Opere misteriose, una continua ricerca sul colore, la luce, la prospettiva, in un dialogo ideale con i grandi pittori veneziani. Così lo scultore indiano celebra in Laguna, durante la Biennale, il suo percorso alla ricerca dell’assoluto
Luce e ombra, pieno e vuoto, visibile e invisibile… L’anglo-indiano Anish Kapoor (Mumbay, 1954) si interroga da sempre sul concetto di dualità, secondo il pensiero orientale della concordanza tra opposti. Le sue sculture misteriose, semi organiche (“voglio negare la presenza dell’artista, andare oltre il gesto”) sono in fondo meditazioni a tre dimensioni sull’ingannevole verità delle apparenze.
Questo, e molto altro, nella poderosa antologica in cartellone a Venezia (20 aprile-9 ottobre), slittata di un anno causa pandemia e oggi clou della Biennale. Una mostra evento, che celebra l’artista baronetto, Turner Prize 1992 (Oscar dell’arte), alle Gallerie dell’Accademia e a Palazzo Manfrin, scelto da Kapoor come futura dimora della propria fondazione. Già residenza del conte Girolamo Manfrin, ne custodì la strepitosa quadreria, forte della misteriosa Tempesta di Giorgione, ora tra i gioielli della stessa Accademia.
In una trama di corrispondenze tra passato e futuro, pezzi storici e creazioni mai esposte prima (molte realizzate per l’occasione) documentano i passaggi della ricerca dello scultore. Ricerca approdata a opere estreme. Quelle in nero assoluto.
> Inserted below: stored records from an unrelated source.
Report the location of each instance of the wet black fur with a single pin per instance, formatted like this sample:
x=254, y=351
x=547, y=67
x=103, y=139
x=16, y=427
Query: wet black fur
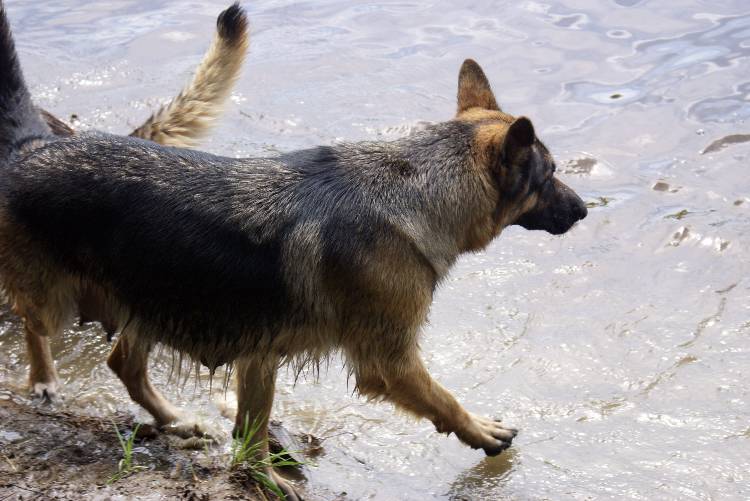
x=232, y=23
x=192, y=242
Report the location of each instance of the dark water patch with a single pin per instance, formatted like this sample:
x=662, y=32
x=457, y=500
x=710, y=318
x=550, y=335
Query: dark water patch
x=725, y=141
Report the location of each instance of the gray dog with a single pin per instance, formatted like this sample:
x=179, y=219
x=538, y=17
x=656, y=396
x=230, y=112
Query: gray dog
x=258, y=262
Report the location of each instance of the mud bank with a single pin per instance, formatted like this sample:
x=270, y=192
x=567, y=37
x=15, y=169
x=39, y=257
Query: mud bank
x=47, y=452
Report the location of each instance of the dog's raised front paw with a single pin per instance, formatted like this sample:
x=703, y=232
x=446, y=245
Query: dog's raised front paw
x=46, y=392
x=489, y=435
x=189, y=435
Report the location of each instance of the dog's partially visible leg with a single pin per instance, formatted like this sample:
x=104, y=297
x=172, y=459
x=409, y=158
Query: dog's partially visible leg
x=43, y=375
x=256, y=380
x=129, y=360
x=410, y=386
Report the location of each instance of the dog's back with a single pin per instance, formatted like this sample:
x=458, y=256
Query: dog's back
x=257, y=246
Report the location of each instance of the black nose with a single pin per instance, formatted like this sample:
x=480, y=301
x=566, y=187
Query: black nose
x=580, y=211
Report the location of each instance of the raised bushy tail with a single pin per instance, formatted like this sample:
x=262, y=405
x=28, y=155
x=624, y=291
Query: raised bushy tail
x=189, y=116
x=19, y=119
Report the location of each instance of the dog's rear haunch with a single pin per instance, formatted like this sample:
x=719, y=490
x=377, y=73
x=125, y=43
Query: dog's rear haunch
x=261, y=261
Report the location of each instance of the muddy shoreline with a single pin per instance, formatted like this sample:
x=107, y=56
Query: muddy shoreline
x=48, y=452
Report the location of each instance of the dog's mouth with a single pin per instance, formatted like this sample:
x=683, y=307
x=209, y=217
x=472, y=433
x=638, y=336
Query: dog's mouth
x=553, y=222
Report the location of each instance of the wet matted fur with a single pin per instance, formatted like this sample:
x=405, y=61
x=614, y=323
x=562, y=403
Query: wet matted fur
x=259, y=261
x=181, y=122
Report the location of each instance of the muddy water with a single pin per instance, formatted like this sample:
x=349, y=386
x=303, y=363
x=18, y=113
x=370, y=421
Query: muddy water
x=621, y=350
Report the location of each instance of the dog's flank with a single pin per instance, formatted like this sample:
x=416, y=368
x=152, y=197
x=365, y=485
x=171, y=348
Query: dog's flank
x=19, y=119
x=189, y=116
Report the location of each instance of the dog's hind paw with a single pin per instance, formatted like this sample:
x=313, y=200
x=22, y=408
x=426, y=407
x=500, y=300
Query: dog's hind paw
x=46, y=392
x=290, y=493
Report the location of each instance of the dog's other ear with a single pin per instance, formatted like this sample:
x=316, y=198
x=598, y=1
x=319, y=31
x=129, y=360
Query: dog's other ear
x=520, y=135
x=474, y=89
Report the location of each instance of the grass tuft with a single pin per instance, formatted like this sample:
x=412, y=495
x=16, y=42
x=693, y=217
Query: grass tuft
x=244, y=454
x=125, y=466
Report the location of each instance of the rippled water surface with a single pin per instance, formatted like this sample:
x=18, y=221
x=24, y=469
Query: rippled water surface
x=621, y=350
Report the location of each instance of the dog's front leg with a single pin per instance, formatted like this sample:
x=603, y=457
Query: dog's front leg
x=256, y=380
x=410, y=386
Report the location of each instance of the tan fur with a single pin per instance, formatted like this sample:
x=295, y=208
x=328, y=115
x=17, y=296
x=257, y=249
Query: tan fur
x=129, y=360
x=189, y=116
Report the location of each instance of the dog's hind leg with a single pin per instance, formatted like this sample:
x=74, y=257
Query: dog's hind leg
x=43, y=377
x=409, y=386
x=129, y=360
x=256, y=380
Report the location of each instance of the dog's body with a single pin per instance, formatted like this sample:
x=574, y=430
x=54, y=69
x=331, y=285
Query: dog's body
x=181, y=122
x=259, y=261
Opere realizzate con il materiale più impenetrabile dell’universo, il Vantablack, pigmento in microparticelle di carbonio nato a fini militari per verniciare velivoli da rendere invisibili ai radar, di cui Kapor ha acquistato i diritti esclusivi nel 2016. In grado di assorbire il 99,96% di radiazioni luminose, il nero più nero del mondo priva le opere di ogni dimensione per “creare qualcosa più profondo della vita“.